What I don't understand is, why are the OS threads so expensive? As I see it, either way you have to save the stack of the task (OS thread, or userland thread), which is a few tens of kilobytes, and you need a scheduler to move between two tasks.
Creating a thread is expensive, and the stack requires memory. As well, if your process is using many threads, then context switching can kill performance. So lightweight threading models became useful for a number of reasons. Creating an OS thread became a good solution for medium to large tasks, ideally in low numbers. That's restrictive, and quite time consuming to maintain.
A task/thread pool/userland thread does not need to worry about much of the context switching or thread creation. It's often "reuse the resource when it becomes available, if it's not ready now -- also, determine the number of active threads for this machine".
More commmonly (IMO), OS level threads are expensive because they are not used correctly by the engineers - either there are too many and there is a ton of context switching, there is competition for the same set of resources, the tasks are too small. It takes much more time to understand how to use OS threads correctly, and how to apply that best to the context of a program's execution.
The OS provides both of this functions for free.
They're available, but they are not free. They are complex, and very important to good performance. When you create an OS thread, it's given time 'soon' -- all the process' time is divided among the threads. That's not the common case with user threads. The task is often enqueued when the resource is not available. This reduces context switching, memory, and the total number of threads which must be created. When the task exits, the thread is given another.
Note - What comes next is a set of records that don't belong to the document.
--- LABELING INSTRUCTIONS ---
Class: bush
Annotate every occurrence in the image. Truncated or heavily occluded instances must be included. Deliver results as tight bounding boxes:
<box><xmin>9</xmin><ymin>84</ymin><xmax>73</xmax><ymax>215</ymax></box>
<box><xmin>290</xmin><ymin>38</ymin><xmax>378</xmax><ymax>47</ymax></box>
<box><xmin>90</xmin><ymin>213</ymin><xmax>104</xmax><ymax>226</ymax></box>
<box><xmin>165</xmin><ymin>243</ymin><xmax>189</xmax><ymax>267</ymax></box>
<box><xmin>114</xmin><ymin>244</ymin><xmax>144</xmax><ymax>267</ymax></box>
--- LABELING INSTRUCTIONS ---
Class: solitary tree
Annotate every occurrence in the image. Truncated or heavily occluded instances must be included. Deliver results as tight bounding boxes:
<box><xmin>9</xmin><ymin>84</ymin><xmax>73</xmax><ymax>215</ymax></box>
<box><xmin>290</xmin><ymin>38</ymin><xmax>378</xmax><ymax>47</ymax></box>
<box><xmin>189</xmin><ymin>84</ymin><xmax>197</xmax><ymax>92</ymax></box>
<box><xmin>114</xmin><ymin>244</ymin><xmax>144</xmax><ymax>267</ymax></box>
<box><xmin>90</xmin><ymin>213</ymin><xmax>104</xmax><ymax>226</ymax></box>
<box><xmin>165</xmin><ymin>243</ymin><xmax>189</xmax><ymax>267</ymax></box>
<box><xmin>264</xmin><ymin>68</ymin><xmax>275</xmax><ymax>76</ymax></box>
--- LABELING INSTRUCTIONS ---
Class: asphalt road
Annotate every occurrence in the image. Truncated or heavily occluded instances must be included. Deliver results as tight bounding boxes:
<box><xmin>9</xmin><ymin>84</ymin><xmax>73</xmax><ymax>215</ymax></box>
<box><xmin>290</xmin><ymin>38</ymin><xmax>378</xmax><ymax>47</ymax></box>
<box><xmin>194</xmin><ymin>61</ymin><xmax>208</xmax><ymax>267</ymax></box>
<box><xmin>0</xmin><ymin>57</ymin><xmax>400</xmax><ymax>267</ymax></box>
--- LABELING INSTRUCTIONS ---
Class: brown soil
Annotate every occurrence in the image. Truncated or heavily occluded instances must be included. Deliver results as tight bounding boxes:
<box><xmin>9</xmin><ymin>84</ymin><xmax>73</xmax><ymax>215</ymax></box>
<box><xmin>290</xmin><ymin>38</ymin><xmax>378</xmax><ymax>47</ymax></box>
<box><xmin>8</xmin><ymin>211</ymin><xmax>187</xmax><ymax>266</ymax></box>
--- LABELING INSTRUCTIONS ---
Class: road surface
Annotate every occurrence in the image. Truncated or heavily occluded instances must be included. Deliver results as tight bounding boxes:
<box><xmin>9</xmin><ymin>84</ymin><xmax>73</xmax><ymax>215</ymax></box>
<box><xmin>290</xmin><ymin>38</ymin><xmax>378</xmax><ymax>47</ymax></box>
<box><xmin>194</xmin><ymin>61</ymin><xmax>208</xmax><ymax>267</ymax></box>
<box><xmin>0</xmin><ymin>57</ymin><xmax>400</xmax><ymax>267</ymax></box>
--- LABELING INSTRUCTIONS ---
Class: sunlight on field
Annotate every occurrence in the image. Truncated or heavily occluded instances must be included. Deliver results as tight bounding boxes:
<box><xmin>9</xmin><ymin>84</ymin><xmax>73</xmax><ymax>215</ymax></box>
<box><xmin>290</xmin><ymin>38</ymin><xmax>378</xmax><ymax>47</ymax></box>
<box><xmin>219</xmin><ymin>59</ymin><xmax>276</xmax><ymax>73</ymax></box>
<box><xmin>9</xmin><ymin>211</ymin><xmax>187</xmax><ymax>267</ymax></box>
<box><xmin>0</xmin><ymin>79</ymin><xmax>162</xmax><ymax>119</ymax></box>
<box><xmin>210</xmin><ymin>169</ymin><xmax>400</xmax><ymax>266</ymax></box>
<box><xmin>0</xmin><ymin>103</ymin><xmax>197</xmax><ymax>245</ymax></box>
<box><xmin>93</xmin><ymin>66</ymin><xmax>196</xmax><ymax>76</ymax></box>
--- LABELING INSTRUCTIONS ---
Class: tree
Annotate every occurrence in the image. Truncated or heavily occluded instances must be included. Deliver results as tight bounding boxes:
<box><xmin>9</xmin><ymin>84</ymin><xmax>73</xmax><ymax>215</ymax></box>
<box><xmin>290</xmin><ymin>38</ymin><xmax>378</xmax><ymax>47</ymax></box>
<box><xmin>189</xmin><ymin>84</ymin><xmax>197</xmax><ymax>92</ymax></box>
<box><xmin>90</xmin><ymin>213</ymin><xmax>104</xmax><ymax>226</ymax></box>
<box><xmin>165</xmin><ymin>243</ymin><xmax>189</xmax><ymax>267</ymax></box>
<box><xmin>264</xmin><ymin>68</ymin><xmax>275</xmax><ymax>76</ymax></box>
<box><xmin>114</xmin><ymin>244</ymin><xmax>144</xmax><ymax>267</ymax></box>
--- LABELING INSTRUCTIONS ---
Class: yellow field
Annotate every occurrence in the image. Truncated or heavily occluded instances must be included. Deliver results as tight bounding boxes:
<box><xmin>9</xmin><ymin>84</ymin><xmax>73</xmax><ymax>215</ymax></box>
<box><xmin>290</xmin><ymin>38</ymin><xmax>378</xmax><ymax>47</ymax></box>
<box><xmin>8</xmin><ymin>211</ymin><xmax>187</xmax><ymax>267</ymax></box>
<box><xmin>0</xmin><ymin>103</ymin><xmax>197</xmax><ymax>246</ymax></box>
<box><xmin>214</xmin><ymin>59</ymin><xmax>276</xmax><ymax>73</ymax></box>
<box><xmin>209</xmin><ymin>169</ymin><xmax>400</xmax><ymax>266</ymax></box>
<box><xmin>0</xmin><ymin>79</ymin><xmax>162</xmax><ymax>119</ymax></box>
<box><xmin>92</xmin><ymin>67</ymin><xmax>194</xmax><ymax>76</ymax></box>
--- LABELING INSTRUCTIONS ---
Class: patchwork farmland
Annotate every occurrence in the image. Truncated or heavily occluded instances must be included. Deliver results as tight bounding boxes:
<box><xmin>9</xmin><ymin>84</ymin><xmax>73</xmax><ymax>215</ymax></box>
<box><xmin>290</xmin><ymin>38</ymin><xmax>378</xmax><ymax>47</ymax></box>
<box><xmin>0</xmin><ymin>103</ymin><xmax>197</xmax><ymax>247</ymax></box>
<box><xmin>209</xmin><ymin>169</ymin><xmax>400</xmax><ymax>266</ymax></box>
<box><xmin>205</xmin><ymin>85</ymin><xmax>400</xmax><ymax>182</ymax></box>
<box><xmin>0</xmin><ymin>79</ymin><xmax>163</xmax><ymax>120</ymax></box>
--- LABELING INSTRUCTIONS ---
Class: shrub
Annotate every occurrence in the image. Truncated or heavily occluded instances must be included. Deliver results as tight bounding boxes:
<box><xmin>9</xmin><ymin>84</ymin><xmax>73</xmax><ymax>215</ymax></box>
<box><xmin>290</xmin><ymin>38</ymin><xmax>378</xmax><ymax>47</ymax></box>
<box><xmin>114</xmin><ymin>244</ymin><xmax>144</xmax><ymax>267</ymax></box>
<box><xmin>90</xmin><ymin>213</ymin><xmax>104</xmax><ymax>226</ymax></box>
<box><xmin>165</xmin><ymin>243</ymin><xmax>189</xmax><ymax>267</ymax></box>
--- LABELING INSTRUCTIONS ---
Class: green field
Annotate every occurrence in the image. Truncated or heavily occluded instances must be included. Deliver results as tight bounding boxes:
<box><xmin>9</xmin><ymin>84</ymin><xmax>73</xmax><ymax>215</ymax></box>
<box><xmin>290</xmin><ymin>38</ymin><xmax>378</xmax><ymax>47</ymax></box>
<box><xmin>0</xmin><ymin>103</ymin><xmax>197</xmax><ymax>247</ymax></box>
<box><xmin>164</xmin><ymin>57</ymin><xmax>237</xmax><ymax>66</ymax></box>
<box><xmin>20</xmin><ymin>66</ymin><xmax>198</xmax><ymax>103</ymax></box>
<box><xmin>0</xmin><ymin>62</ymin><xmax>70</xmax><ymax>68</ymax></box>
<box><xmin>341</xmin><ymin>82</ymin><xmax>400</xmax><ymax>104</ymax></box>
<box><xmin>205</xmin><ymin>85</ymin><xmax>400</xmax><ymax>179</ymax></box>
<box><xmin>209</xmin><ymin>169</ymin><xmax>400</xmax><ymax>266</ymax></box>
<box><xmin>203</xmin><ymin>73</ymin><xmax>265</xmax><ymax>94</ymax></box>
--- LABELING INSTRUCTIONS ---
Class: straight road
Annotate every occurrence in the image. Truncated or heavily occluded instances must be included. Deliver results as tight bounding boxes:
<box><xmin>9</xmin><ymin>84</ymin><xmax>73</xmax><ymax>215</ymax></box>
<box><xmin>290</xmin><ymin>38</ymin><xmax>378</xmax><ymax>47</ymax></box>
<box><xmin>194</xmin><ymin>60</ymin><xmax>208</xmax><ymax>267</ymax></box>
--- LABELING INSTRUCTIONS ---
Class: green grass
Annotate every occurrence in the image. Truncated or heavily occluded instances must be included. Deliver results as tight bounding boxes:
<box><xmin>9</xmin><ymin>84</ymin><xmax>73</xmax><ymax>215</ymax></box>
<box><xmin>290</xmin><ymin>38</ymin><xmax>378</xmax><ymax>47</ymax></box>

Consider this analogy of time distribution:
- Assume you are at a casino. There are a number people who want cards.
- You have a fixed number of dealers. There are fewer dealers than people who want cards.
- There is not always enough cards for every person at any given time.
- People need all cards to complete their game/hand. They return their cards to the dealer when their game/hand is complete.
How would you ask the dealers to distribute cards?
Under the OS scheduler, that would be based on (thread) priority. Every person would be given one card at a time (CPU time), and priority would be evaluated continually.
The people represent the task or thread's work. The cards represent time and resources. The dealers represent threads and resources.
How would you deal fastest if there were 2 dealers and 3 people? and if there were 5 dealers and 500 people? How could you minimize running out of cards to deal? With threads, adding cards and adding dealers is not a solution you can deliver 'on demand'. Adding CPUs is equivalent to adding dealers. Adding threads is equivalent to dealers dealing cards to more people at a time (increases context switching). There are a number of strategies to deal cards more quickly, especially after you eliminate the people's need for cards in a certain amount of time. Would it not be faster to go to a table and deal to a person or people until their game is complete if the dealer to people ratio were 1/50? Compare this to visiting every table based on priority, and coordinating visitation among all dealers (the OS approach). That's not to imply the OS is stupid -- it implies that creating an OS thread is an engineer adding more people and more tables, potentially more than the dealers can reasonably handle. Fortunately, the constraints may be lifted in many cases by using other multithreading models and higher abstractions.
Why should OS threads be more expensive than "green" threads? What's the reason for the assumed performance degradation caused by having a dedicated OS thread for each "task"?
If you developed a performance critical low level threading library (e.g. upon pthreads), you would recognize the importance of reuse (and implement it in your library as a model available for users). From that angle, the importance of higher level multithreading models is a simple and obvious solution/optimization based on real world usage as well as the ideal that the entry bar for adopting and effectively utilizing multithreading can be lowered.
It's not that they are expensive -- the lightweight threads' model and pool is a better solution for many problems, and a more appropriate abstraction for engineers who do not understand threads well. The complexity of multithreading is greatly simplified (and often more performant in real world usage) under this model. With OS threads, you do have more control, but several more considerations must be made to use them as effectively as possible -- heeding these consideration can dramatically reflow a program's execution/implementation. With higher level abstractions, many of these complexities are minimized by completely altering the flow of task execution (width vs pull).